So wonders Eloise Kitson – doyenne of Masterworks Gallery, weary of fending off likely clients who are looking for interesting, handmade, functional tableware. Seems there is a new wind blowing and a new market opening where clients are seeking the original, the unique and the individual for their dinner party table and for everyday sparkle and enjoyment in use. Eloise does not want to turn any more away with just a ‘sorry, none around’.
So, to this end she has instituted a competition to see if there is some good new and fresh work out there that speaks confidently that it was conceived and made this century. So, no Cardew clones or Rie replicas; no point in rolling out those shino tea-bowls or a dish with that ubiquitous 4-3-2-1 limestone, unless you are doing something from the 21st century with them in which case – how very exciting that could be – history revisited and reconfigured! Anything is fair game – this is, after all, a post, post-modern era. Why not approach, not through what we know well but via changes in eating habits/diet in this new century? What or how do we eat now that we didn’t back in the 1960s for much work seen contemporarily manifests as if conceived and made then. But Eloise would be equally content with simply new form/surface for some familiar functions.

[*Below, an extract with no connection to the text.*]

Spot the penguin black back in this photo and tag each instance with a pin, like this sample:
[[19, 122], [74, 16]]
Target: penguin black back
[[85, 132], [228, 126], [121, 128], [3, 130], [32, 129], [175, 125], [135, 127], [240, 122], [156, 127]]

We have long concentrated upon the decorative piece – the largely non-functional vessel (but with elaborated surface in some way), the ‘sculpture’ (but really ‘object’ as most has little to do with what goes on in sculpture) – those dust-catching personal statements for which the average home has limited space. But tableware – there is almost always room for an extra serving platter in the cupboard, mug or teapot for the shelf, candelabra for the table centre or an extra bowl for holding lemons or red onions on the kitchen bench simply because they look great sitting there.
Eloise insists on utility and the contemporary in the hope this will stimulate fresh thinking and production in our field. There will be an exhibition in the front, most prominent space of her gallery and a prize. It happens early next year so you have time. She is sole arbiter and adds that if nothing much is entered all will be abandoned without a second thought as she doesn’t consider she should show second rate work as this would do nothing for the artists in her gallery stable.
Masterworks has taken a useful leadership role in recent times by instituting areas in the gallery such as their ThinkSpace and a vigorous exhibition programme. They put in much effort and constructive thought to keep things lively in the applied arts field.
This is a new venture and one worthy of consideration and support. We have rich histories in this area. It would be good to see them honoured by a positive response.